Козма махнул рукой, и Ярукташ убежал по своим неотложным делам. Козма вознамерился было отправиться в отведенную им с Иоакимом комнату, отдохнуть, как появившийся Гуго позвал его к Роджеру.
Старый рыцарь был совсем плох. Когда Козма вошел к нему, Роджер лежал на широкой лавке без чувств. Лицо его было бледным, кожа на нем будто усохла, туго обтянув скулы. Козма приложил ладонь ко лбу рыцаря и едва не отдернул ее — так припекло жаром. Козма взял безжизненную руку раненого, проверил пульс. Покачал головой. Затем достал из своей лекарской сумки медную чашу, плеснул в нее воды и уксуса. Смочил в чаше тряпицу и стал омывать ею лоб, виски и грудь Роджера.
Рыцарь открыл глаза. Взор его был затуманен, глаза — тусклые. Козма отставил чашу с уксусом и придвинул поближе табурет. Слуги принесли и оставили на нем большое блюдо с мясом и хлебом, а также кувшин вина. Козма наполнил вином серебряную чашу, поднес к губам Роджера. Держал ее до тех пор, пока рыцарь не осушил чашу полностью.
Вино подействовало: лицо Роджера слегка порозовело, он пошевелился и приподнялся над скамьей. Козма ловко пристроил под спину рыцаря толстую подушку. Роджер оперся на нее и уже осмысленным взором глянул на лекаря.
— Я умираю? — не то вопросительно, не то утвердительно сказал он.
Козма подумал и утвердительно кивнул.
— Стрела оказалась отравленной?
— Не думаю. От яда ты бы умер еще в пути. Наконечник стрелы был грязный и заразил кровь. Сейчас она воспалилась. На латыни это называется «сепсис».
— Я знаю эту болезнь. У тебя есть лекарства?

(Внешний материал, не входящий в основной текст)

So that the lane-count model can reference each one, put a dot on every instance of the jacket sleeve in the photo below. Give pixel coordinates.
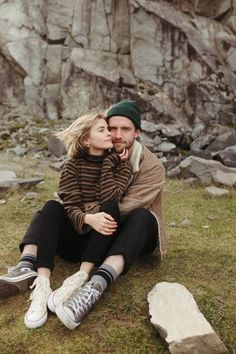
(115, 176)
(69, 192)
(145, 187)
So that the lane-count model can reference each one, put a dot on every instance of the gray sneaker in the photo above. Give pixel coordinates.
(16, 280)
(73, 310)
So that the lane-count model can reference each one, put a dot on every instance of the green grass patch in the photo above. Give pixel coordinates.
(202, 257)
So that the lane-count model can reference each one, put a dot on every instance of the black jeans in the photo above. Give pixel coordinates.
(53, 233)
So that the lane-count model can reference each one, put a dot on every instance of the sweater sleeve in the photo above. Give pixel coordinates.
(115, 177)
(69, 192)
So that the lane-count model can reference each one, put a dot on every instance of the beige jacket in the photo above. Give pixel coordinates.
(146, 187)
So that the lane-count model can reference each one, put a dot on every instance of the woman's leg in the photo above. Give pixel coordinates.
(98, 244)
(95, 247)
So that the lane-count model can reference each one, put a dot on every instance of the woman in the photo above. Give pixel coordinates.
(79, 230)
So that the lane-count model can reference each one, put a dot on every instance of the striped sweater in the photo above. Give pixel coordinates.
(92, 178)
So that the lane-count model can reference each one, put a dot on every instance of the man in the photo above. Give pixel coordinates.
(141, 229)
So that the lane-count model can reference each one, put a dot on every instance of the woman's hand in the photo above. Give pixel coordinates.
(101, 222)
(124, 154)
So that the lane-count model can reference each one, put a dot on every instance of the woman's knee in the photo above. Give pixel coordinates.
(53, 207)
(141, 213)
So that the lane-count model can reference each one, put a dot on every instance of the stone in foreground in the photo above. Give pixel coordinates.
(176, 316)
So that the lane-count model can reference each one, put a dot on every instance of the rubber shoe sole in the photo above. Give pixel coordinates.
(37, 322)
(65, 318)
(10, 287)
(51, 302)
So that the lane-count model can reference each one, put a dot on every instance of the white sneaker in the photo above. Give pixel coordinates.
(37, 313)
(63, 293)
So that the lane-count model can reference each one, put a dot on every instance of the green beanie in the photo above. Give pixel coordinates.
(128, 109)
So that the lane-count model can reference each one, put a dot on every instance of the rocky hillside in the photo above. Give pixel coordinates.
(177, 59)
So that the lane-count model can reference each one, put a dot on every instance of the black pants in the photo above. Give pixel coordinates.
(53, 233)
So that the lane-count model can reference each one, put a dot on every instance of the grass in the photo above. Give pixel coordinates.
(202, 257)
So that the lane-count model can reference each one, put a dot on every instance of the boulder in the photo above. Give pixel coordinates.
(215, 192)
(177, 318)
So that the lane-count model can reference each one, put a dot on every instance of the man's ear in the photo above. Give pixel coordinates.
(137, 133)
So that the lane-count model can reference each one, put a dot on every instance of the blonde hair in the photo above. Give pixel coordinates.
(74, 135)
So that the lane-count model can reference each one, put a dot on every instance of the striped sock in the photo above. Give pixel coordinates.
(27, 260)
(105, 275)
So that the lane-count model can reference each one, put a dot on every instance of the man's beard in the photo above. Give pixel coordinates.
(119, 146)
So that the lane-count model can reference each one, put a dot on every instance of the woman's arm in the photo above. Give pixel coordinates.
(69, 192)
(115, 177)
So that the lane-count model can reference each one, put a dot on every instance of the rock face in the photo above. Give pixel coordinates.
(176, 316)
(178, 59)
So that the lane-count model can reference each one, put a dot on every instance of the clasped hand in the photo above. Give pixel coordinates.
(102, 223)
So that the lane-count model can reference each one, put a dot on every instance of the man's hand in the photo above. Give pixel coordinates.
(124, 154)
(101, 222)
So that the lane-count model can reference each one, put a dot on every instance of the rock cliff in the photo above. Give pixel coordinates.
(177, 59)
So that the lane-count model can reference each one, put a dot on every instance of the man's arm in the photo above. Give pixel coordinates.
(146, 186)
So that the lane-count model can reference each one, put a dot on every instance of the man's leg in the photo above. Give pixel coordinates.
(137, 235)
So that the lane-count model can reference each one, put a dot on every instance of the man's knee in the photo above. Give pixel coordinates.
(141, 213)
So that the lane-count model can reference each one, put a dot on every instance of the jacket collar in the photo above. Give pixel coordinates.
(135, 156)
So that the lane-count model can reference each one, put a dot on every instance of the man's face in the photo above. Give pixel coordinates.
(123, 133)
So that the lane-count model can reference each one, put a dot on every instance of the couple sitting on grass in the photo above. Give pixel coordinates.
(111, 190)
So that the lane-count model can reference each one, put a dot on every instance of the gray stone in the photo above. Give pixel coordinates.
(7, 175)
(165, 146)
(226, 156)
(215, 192)
(186, 223)
(176, 316)
(20, 150)
(55, 146)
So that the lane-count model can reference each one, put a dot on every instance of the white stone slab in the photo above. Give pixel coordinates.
(176, 316)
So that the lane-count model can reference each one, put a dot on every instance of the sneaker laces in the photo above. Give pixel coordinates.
(84, 300)
(71, 283)
(41, 291)
(16, 268)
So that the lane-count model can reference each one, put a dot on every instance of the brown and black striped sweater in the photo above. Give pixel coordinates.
(92, 178)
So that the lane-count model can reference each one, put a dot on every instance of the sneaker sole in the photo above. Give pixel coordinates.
(10, 287)
(51, 303)
(37, 323)
(65, 319)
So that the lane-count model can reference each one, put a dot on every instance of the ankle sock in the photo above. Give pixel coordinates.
(105, 275)
(27, 260)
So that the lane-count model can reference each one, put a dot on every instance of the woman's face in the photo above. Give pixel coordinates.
(99, 138)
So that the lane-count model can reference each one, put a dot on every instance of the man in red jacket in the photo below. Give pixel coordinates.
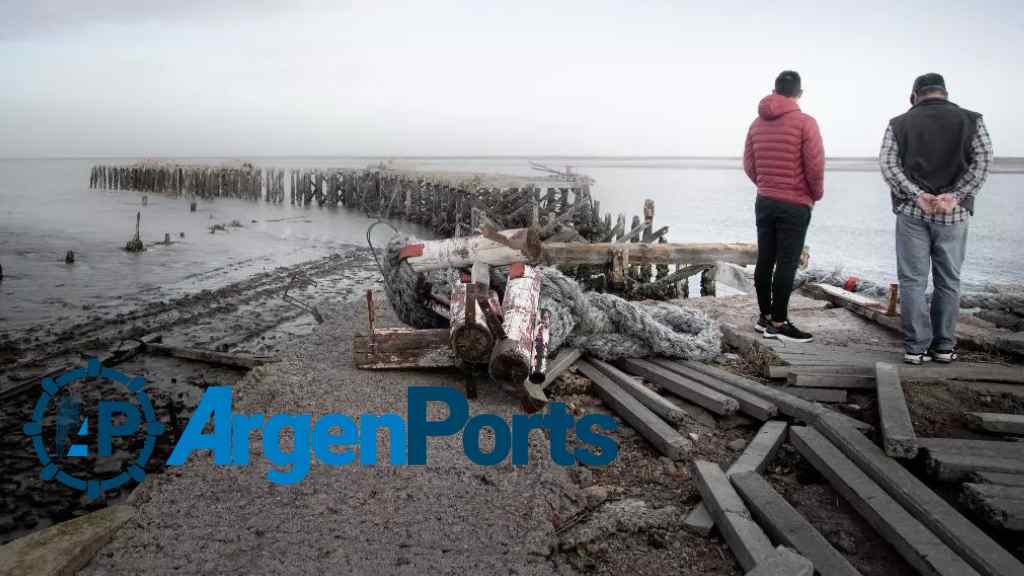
(785, 159)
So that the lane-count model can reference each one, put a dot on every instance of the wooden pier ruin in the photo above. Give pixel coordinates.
(450, 204)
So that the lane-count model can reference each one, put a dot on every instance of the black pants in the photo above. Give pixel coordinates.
(781, 229)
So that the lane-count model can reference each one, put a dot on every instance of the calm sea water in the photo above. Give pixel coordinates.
(47, 209)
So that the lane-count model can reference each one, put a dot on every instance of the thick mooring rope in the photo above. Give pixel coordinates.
(602, 325)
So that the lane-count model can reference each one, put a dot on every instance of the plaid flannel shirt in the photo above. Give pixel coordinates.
(906, 192)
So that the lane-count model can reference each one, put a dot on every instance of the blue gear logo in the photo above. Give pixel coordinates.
(93, 488)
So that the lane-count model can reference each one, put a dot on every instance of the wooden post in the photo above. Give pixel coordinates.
(512, 358)
(470, 338)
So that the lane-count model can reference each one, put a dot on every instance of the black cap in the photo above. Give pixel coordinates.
(929, 81)
(787, 83)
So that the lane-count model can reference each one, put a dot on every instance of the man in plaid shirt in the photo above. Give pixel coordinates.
(935, 158)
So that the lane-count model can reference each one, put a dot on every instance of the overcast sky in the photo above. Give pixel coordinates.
(245, 77)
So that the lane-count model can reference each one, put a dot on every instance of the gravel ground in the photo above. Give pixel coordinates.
(450, 517)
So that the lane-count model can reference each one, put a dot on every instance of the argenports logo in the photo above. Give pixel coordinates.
(116, 418)
(334, 440)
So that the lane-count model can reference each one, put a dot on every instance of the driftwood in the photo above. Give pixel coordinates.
(392, 348)
(209, 357)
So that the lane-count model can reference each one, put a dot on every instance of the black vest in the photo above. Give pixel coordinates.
(934, 139)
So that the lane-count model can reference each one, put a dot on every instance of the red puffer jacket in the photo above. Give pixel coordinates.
(783, 155)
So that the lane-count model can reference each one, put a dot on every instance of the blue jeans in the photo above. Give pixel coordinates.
(922, 245)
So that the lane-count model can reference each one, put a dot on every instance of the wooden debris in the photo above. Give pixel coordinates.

— В моей земле — да. Здесь… — Козма развел руками. — Можно попробовать сикер. Его надо пить постоянно и много, чтобы он проникал в кровь и убивал заразу.
— Знаю это лечение, — тихо сказал Роджер. — Оно помогает молодым, да и то через одного. Я слишком стар, чтобы выдержать. Не хочу умирать пьяным. Перед Господом надо предстать чистым душой, исповедовавшись и причастившись.
— Позвать священника? — предложил Козма.
— Не спеши. Сколько мне осталось? День, два?..
— Может, три.
— Я умру в сознании?
— Будешь впадать в забытье — и чем далее, тем чаще. Последние часы будут тяжелыми, ты перестанешь узнавать окружающих, трудно будет говорить…
— Хорошо! — твердо молвил Роджер, видимо, приняв решение. — Подай мою сумку!
Козма повиновался. Рыцарь знаком велел открыть. Козма осторожно вытащил из сумки большой и тяжелый ларец. Ларец оказался необычной формы — широкий и плоский. Потемневшее от времени дерево, из которого он был сделан, почти полностью укрывали пластины из серебра и золота, украшенные резьбой и драгоценными камнями. На самой большой пластине, прибитой серебряными гвоздиками к верхней крышке ларца, неведомый художник начертал несколько сцен. Козма некоторое время заинтересованно рассматривал. Роджер не мешал, с грустью наблюдая за лекарем.